A 2-minute wait step is usually sufficient to prevent most race conditions without noticeably delaying your workflow.

Use distinct triggers

Avoid using the same or overlapping triggers for the same actions across multiple workflows. Choose one trigger per event and consolidate your logic into a single workflow when possible.

Apply specific filters

Use precise filters on your triggers so that only the exact conditions you intend will fire the workflow. Broad filters increase the chance of multiple triggers activating at the same time.

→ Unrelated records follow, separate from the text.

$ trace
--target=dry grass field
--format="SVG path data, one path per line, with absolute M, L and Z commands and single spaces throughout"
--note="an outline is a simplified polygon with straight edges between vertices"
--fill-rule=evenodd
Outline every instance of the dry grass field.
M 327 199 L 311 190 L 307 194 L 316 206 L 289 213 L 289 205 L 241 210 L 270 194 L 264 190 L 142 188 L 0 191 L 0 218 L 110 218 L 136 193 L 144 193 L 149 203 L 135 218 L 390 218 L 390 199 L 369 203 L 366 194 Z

Pass input trigger parameters

When using the Add to Workflow action to move a contact between workflows, enable the Pass Input Trigger Parameters option. This ensures data is carried forward correctly and reduces the chance of conflicting updates. If you have multiple workflows that react to the same event, consider merging them into a single workflow with branching logic (If/Else conditions). This eliminates the possibility of simultaneous, competing executions.

Best practices

PracticeWhy it helps
One trigger per eventPrevents duplicate workflow executions
Wait steps before critical actionsAllows prior updates to complete
Specific filters on triggersReduces unintended activations
Consolidated workflowsEliminates cross-workflow conflicts
Regular log reviewsCatches race conditions early

FAQs

Race conditions typically do not cause data loss, but they can result in incorrect data being written to contact records. For example, one workflow may overwrite a field value that another workflow just updated.
A 1 to 2-minute wait step adds minimal delay and is usually unnoticeable to your contacts. The reliability gains far outweigh the small time cost.
Race conditions are characterized by intermittent, timing-dependent failures. If the same workflow works sometimes but fails other times with no configuration changes, a race condition is likely. Consistent failures usually point to a configuration issue instead.